Cette phrase je l'ais souvent penser.
En contemplant ton visage endormie je me questionne...
La vie est t'elle faite pour tout le monde de la même façon ?
Peut-on vraiment concevoir le bonheur tel qu'il est sans jamais l'idéaliser ?
Peut-on l'apprécier sans regrets, ni remords ?
Mais plus je te regarde plus je prend conscience que toute ces questions m'importe peu...
Bizarrement cela n'a plus la même importance ...
J'ai pris la décision qui me semble être la meilleure ...
Oui j'ai choisi la facilité...
Mais qu'importe ce que tu penses à présent, cela ne m'atteint plus.
Doucement je me lève et sans un bruit je traverse la pièce.
Comment te décrire mes pensées ?
Le temps à passer depuis notre rencontre, peu à peu nos sentiments ce sont effacés.
Cela sera mieux pour nous deux.

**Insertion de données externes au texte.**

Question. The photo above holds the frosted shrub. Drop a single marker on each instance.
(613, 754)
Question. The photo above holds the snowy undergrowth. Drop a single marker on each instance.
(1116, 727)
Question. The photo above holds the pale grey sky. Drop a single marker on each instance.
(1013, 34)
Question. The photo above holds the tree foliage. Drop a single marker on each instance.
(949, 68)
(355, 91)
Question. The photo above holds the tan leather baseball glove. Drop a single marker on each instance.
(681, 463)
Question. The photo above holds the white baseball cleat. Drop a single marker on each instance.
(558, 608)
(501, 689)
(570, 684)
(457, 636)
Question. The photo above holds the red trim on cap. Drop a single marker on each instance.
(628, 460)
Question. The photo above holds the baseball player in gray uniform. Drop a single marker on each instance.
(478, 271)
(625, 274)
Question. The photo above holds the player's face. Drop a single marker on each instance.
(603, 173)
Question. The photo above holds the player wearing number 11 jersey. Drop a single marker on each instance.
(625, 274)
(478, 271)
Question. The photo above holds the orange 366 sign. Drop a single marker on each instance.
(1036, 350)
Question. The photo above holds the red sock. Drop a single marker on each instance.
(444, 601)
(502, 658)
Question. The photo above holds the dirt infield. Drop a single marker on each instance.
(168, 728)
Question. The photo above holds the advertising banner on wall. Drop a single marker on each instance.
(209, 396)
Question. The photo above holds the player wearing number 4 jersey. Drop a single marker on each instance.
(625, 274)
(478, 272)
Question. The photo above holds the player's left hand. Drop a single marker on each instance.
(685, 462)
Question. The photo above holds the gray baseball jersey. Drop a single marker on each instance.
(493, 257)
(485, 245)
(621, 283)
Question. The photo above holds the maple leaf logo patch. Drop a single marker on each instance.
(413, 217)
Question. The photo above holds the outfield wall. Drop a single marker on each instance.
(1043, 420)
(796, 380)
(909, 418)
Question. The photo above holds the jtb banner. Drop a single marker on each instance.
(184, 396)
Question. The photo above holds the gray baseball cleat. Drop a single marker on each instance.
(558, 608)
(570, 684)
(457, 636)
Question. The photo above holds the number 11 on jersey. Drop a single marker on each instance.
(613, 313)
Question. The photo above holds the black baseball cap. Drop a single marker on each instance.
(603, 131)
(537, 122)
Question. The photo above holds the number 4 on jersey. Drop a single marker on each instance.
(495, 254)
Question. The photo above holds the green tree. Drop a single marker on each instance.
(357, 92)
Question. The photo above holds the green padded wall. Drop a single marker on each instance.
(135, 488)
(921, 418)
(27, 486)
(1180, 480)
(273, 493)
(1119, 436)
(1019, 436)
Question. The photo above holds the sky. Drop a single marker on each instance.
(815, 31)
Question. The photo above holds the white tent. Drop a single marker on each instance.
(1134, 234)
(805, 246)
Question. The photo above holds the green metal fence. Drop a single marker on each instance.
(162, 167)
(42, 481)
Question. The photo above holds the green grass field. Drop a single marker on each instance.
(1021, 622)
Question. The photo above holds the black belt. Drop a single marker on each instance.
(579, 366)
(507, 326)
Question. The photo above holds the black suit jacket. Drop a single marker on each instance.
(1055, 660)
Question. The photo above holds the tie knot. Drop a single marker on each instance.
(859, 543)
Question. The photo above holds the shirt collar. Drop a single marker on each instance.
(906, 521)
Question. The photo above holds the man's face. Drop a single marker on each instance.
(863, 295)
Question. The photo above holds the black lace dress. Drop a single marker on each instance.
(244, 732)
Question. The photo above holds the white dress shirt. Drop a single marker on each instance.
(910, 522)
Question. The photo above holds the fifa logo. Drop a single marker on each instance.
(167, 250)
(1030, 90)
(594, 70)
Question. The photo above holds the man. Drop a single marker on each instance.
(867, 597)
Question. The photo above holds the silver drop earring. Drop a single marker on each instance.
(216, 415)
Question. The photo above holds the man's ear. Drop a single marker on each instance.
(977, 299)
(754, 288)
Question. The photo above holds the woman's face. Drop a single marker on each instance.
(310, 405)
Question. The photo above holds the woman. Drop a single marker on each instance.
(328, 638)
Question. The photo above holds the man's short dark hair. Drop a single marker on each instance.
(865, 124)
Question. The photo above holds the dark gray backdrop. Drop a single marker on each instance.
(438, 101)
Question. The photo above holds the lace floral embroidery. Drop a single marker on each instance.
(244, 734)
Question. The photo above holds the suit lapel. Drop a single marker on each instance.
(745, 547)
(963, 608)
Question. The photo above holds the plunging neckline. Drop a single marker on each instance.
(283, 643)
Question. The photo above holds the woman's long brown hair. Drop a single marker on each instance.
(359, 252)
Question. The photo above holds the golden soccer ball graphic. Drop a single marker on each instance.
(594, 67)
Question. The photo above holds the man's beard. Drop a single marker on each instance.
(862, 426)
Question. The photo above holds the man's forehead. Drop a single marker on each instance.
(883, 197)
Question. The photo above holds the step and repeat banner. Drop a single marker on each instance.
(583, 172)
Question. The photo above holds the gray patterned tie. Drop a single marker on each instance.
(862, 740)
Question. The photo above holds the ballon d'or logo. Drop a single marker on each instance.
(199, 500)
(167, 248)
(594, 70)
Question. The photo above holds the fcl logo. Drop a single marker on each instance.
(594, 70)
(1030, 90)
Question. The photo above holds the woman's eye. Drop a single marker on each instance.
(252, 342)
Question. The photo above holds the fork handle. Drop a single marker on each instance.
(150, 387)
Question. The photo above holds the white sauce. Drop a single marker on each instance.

Tu ne comprendras sûrement pas au début, tu m'en voudras, tu me haïras même.
- Que fais-tu ?
-...
Soudain ta voix interrompe mon questionnement....
Mon regard t'observe un instant contemplant ton visage que je connais si bien. J'hésite un moment...
Est-ce que je le veux vraiment ?
Aurais-je le courage d'aller au bout de mes idées ?
- Rien de bien important...
- ... pour que ta voix ainsi que ton visage soient si graves c'est que tu as des pensées bien noires...
- Ne t'inquiètes pas ...Rendors toi. J'arrive.
Tu souris doucement ...
Comme je t'envie d'être si confiant...
- Très bien ...
Tu te retourne calmement, ne songeant pas un instant à un mensonge, sombrant aussitôt dans l'inconscience ...
Ce sera plus facile à présent... Je rassemble mes affaires et me dirige vers la porte lorsque je m'interromps pour jeter un dernier regard sur ton corps endormis je ne peux m'empêcher de m'approche de toi, pensant que ce sera la dernière fois ou je verrais ton visage, ou je sentirais ton parfum, ou je pourrais te voler un baiser...
Plusieurs minutes passe, et je me décide enfin à m'en aller...
Finalement je t'aime ...
De tout mon c½ur...
Mais cette vie n'est pas pour toi, notre relation ne t'apporte que du mal ...
Je t'en supplie ... Ne m'en veux pas ...
Je le fais pour ton bien.
J'écris un mot d'adieu que je pose sur la table à ta place. Pleureras tu ?
Non il ne faut pas que j'y pense...
Ma main emprisonne la poignée de la porte... Ainsi tout ce fini ici ... Une fois franchis le seuil de cet appartement je ne te reverrais plus jamais... Je m'en sui fais le serment.
Dans un grincement je l'ouvre... Un soupir m'échappe...
Je fais un pas ... Le plus dur ... Les autres suivent...
Me voila sortie de ta vie ...
Sur le pallier je me retourne ....
« Dans l'obscurité de l'aube je me retournerais sans un mot. »
Oui c'est s'en un mot que je suis partis...
Le jour ce lever éclairant le monde .... Mais moi....Les ténèbres m'entourais.